Yu Qin, König Renate, Pillai Satish, Chiles Kristopher, Kearney Mary, Palmer Sarah, Richman Douglas, Coffin John M, Landau Nathaniel R
Infectious Disease Laboratory, The Salk Institute for Biological Studies, 10010 North Torrey Pines Road, La Jolla, California 92037, USA.
Nat Struct Mol Biol. 2004 May;11(5):435-42. doi: 10.1038/nsmb758. Epub 2004 Apr 18.
HIV-1 deleted for the vif accessory gene encapsidates the cellular cytidine deaminase APOBEC3G. Upon infection, the encapsidated APOBEC3G induces G-->A mutations in the viral reverse transcripts. The G-->A mutations result either from C-->U deamination of the minus strand or deamination of both strands followed by repair of the plus strand. We report here that minus-strand deamination occurred over the length of the virus genome, preferentially at CCCA sequences, with a graded frequency in the 5'-->3' direction. APOBEC3G induced previously undetected C-->T mutations in the 5' U3 and the primer-binding site, both of which become transiently single-stranded during reverse transcription. In vitro, APOBEC3G bound and deaminated single-stranded DNA (ssDNA) but not double-stranded DNA (dsDNA) or DNA-RNA hybrids. We propose that the requirement for ssDNA accounts for the minus-strand mutations, the 5'-->3' graded frequency of deamination and the rare C-->T mutations.

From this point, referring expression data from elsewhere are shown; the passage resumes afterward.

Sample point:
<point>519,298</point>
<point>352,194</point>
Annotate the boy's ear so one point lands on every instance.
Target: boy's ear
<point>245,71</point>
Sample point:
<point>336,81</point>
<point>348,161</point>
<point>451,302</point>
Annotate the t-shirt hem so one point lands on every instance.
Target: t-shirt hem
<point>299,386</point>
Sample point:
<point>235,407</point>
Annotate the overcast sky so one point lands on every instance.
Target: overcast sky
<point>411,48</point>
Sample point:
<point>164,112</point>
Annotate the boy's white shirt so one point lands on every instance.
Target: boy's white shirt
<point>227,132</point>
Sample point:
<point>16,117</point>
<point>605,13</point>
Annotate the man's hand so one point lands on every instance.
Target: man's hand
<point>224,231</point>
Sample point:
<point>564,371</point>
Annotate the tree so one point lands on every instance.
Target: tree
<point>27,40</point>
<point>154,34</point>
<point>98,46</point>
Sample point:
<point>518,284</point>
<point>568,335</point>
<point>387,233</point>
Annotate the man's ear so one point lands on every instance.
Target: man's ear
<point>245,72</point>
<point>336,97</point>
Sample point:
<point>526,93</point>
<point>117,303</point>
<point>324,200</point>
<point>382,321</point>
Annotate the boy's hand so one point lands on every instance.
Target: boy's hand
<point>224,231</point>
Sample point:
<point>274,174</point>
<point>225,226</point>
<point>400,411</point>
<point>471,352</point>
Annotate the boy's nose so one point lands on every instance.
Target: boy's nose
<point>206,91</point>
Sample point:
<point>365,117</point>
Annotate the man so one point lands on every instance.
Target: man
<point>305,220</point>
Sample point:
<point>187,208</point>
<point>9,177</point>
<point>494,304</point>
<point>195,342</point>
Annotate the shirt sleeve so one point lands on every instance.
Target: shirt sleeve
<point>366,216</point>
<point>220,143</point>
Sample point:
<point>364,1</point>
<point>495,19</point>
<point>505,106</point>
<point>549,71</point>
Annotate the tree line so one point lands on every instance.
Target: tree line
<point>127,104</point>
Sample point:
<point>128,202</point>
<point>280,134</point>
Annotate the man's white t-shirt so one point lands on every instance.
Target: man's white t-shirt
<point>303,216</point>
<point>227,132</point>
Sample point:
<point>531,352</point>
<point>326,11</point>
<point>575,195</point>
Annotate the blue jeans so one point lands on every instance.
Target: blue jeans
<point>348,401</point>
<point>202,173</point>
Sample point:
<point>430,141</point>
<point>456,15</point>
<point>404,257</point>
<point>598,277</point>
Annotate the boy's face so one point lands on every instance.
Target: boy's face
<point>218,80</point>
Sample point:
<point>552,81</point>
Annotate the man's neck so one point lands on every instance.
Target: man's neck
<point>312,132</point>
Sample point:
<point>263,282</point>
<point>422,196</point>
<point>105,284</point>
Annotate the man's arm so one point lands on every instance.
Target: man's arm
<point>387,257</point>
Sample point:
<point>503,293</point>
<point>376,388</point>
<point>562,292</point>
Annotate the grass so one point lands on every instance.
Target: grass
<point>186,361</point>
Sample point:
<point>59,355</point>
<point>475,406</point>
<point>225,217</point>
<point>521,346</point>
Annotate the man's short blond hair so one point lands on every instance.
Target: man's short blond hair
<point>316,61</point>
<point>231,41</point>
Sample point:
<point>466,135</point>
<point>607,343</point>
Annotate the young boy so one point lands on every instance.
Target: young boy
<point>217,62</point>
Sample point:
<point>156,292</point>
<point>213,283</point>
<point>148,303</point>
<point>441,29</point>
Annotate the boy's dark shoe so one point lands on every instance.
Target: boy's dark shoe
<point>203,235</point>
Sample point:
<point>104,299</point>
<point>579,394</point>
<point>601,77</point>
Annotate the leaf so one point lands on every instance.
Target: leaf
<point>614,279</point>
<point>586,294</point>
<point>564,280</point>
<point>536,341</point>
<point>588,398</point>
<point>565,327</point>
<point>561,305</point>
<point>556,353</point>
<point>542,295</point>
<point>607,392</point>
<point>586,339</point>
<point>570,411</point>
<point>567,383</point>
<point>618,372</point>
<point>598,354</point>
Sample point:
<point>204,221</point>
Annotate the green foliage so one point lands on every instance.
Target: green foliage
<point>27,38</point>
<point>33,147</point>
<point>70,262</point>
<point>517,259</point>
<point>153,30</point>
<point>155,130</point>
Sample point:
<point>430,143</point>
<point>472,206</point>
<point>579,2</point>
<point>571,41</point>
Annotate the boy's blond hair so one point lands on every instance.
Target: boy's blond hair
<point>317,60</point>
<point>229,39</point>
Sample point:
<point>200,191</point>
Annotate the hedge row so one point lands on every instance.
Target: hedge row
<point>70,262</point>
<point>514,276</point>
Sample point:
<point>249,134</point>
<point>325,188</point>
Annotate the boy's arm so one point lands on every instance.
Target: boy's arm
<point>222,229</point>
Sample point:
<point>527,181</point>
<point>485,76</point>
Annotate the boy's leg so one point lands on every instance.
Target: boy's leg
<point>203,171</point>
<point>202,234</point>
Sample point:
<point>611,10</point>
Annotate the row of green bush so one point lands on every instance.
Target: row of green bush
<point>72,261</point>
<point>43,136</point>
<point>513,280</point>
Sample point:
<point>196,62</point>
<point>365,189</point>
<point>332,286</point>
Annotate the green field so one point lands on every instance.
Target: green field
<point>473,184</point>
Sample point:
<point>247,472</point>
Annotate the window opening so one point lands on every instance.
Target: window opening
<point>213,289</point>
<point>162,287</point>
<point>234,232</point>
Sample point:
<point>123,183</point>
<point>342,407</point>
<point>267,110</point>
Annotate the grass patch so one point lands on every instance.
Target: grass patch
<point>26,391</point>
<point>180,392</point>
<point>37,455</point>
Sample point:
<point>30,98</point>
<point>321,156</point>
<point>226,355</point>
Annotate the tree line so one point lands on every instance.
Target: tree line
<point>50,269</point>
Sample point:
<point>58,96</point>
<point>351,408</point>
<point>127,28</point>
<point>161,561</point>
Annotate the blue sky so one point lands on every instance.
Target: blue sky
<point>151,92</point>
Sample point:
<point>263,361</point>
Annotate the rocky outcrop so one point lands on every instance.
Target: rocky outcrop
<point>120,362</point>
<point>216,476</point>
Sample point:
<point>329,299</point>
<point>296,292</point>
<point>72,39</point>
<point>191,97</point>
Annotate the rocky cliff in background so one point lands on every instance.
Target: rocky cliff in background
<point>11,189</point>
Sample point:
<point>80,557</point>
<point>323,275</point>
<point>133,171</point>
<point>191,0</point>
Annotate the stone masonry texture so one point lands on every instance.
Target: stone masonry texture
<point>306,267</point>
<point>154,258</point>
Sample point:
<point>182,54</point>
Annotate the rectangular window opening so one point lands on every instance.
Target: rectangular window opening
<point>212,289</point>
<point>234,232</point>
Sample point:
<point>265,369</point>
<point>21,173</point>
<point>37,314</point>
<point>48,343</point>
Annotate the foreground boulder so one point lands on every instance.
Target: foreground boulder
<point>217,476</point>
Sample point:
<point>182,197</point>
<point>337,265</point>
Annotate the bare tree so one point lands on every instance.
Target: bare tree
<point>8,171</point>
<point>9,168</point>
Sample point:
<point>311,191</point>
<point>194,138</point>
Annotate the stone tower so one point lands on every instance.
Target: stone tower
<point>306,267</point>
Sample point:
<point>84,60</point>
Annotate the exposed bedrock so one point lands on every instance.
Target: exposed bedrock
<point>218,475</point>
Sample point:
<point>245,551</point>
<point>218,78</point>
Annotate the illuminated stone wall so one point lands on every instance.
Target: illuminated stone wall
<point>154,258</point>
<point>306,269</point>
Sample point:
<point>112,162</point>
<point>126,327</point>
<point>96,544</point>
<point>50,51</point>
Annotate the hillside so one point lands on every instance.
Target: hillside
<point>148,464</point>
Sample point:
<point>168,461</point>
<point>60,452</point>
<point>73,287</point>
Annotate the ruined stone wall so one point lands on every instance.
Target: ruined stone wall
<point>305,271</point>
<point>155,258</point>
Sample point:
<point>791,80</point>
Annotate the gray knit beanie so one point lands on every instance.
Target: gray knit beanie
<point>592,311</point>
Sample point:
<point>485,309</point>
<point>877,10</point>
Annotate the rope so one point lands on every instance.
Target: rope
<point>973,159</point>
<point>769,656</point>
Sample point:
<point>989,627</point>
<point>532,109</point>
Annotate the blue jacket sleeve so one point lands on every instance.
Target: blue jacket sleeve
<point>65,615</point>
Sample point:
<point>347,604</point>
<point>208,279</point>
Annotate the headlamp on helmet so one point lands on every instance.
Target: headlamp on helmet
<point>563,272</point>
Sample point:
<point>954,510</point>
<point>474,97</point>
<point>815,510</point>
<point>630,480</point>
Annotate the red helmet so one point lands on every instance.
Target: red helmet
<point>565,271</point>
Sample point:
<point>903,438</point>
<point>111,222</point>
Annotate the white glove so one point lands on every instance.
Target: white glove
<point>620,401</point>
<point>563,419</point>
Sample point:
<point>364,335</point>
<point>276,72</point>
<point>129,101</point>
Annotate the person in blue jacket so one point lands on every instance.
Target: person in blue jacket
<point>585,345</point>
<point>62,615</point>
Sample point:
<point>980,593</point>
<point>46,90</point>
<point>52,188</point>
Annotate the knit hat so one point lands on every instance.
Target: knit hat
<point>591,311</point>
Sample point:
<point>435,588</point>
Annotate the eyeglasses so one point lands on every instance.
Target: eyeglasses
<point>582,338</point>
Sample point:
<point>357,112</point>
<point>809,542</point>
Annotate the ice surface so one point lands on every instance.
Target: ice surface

缺失病毒感染性因子(vif)辅助基因的HIV-1会包裹细胞胞苷脱氨酶载脂蛋白B mRNA编辑酶催化多肽样3G(APOBEC3G)。感染时,被包裹的APOBEC3G会在病毒逆转录产物中诱导G→A突变。G→A突变要么源于负链的C→U脱氨基作用,要么源于两条链的脱氨基作用,随后正链进行修复。我们在此报告,负链脱氨基作用发生在病毒基因组全长范围内,优先发生于CCCA序列,在5'→3'方向上频率呈梯度变化。APOBEC3G在5' U3和引物结合位点诱导了之前未检测到的C→T突变,这两个区域在逆转录过程中都会短暂形成单链。在体外,APOBEC3G能结合并使单链DNA(ssDNA)脱氨基,但不能使双链DNA(dsDNA)或DNA-RNA杂交体脱氨基。我们推测,对ssDNA的需求解释了负链突变、5'→3'脱氨基频率梯度以及罕见的C→T突变现象。